There are three steps you first need to setup the repo, you do this by running setup-repo pointing at a Git repo. This sets up the Git hooks and copies obfusgit.py to the base directory. You also need to have python3 installed, because the Git hook calls the obfusgit script with python3 every commit.

Figure 1 - Example of Setup

Once that’s done, you can set the remote origin for the public repo in .obfusgit-public/ and push up. Then, you can clone it down like simulated here. One thing to note is that if you setup-repos in an in-use repository, you need to run “sync” once after setup to get the public repo setup.

Figure 2 - Example Cloning repo and Showing Obfuscated Content

Once cloned, you obviously can’t see the actual contents. to reverse it back to plaintext, you just run “reverse-repos” like below.

Figure 3 - Example of Reversing the repo Back to Plaintext

The final piece of this is to figure out how to distribute the encryption key that you setup.
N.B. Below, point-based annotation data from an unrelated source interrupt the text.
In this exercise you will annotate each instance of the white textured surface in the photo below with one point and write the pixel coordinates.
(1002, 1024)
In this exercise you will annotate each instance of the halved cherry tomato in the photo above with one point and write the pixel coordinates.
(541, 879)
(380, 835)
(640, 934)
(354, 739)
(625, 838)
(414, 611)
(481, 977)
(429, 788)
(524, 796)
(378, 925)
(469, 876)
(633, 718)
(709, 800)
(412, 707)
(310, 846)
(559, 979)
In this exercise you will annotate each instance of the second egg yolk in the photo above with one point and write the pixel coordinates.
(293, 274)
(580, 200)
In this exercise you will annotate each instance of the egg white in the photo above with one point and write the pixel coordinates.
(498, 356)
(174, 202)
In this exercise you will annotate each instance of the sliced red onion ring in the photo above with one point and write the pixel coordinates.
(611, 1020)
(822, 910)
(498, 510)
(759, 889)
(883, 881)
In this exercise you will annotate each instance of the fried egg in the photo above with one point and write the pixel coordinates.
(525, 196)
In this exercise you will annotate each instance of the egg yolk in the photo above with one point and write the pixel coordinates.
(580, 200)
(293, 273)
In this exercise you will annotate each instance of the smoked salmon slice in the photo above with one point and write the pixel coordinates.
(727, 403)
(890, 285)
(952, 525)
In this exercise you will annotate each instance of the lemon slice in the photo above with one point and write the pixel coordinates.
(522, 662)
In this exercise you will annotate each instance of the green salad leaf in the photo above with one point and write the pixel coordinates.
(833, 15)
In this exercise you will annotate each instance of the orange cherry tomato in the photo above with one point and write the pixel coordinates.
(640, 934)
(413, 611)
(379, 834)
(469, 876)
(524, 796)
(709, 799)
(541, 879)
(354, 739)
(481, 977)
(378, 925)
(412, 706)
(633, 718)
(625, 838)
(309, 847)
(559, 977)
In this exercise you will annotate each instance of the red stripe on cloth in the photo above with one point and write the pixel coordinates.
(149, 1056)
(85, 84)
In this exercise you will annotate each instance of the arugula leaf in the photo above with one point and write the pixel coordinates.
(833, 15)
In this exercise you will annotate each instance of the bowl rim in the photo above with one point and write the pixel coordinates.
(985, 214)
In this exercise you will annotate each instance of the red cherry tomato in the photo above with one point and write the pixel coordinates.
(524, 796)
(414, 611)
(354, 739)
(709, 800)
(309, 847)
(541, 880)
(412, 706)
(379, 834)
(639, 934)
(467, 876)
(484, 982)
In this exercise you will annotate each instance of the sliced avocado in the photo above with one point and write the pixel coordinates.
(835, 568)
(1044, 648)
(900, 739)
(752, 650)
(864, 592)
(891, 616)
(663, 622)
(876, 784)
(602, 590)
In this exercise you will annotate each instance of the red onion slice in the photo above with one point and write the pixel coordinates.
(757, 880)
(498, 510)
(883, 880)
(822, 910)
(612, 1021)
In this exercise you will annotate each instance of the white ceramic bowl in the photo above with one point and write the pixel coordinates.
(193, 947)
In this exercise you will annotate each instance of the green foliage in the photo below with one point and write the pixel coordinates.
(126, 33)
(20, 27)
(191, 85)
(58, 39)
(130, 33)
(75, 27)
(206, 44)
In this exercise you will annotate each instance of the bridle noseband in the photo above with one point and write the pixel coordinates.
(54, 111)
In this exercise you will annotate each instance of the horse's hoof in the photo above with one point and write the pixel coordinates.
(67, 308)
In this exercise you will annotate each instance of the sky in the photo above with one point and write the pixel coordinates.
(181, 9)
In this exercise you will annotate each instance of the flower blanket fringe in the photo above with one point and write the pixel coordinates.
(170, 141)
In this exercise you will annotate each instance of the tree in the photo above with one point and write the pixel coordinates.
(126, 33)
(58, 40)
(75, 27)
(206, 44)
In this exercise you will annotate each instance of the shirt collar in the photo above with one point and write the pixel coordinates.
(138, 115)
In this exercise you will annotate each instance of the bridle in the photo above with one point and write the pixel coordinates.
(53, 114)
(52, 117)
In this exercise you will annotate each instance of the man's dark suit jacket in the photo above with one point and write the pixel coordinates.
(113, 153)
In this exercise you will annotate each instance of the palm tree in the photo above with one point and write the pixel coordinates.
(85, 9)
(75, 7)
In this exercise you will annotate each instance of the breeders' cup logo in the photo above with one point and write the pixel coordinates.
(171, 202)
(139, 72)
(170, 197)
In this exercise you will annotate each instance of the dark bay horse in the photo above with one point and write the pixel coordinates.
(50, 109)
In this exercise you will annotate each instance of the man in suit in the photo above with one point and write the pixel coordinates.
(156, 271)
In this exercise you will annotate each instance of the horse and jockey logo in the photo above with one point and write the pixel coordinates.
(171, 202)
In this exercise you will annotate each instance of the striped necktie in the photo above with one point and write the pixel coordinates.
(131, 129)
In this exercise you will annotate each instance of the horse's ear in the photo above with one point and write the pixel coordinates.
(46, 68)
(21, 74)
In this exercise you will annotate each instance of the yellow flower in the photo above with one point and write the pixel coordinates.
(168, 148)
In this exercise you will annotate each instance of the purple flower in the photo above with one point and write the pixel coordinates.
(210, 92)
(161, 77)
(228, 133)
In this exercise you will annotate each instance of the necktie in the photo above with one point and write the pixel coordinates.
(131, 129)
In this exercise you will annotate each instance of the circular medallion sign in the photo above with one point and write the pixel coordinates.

This will have to be an accompanying blog post, Tweet, or something accessible, but not directly from the Git repo.

Conclusion

Please keep in mind that ObfusGit was built quickly using a local AI model and has only been quickly tested so don’t be surprised if there are issues. Additionally, this is not meant for projects where you are expecting to be tracking actual changes. Any file that is modified and committed will end up being re-encrypted and encoded constantly. The private history isn’t preserved in the public repo, so this is meant mostly for static projects.

ObfusGit is extremely minimal and I don’t have any plans to expand on it for now. One of the biggest limitations is that the entire commit history is lost across cloning and decoding process. Another one is that the private commits aren’t being maintained in the public repo. If anyone wants to expand this feel free! Merge requests are always welcome.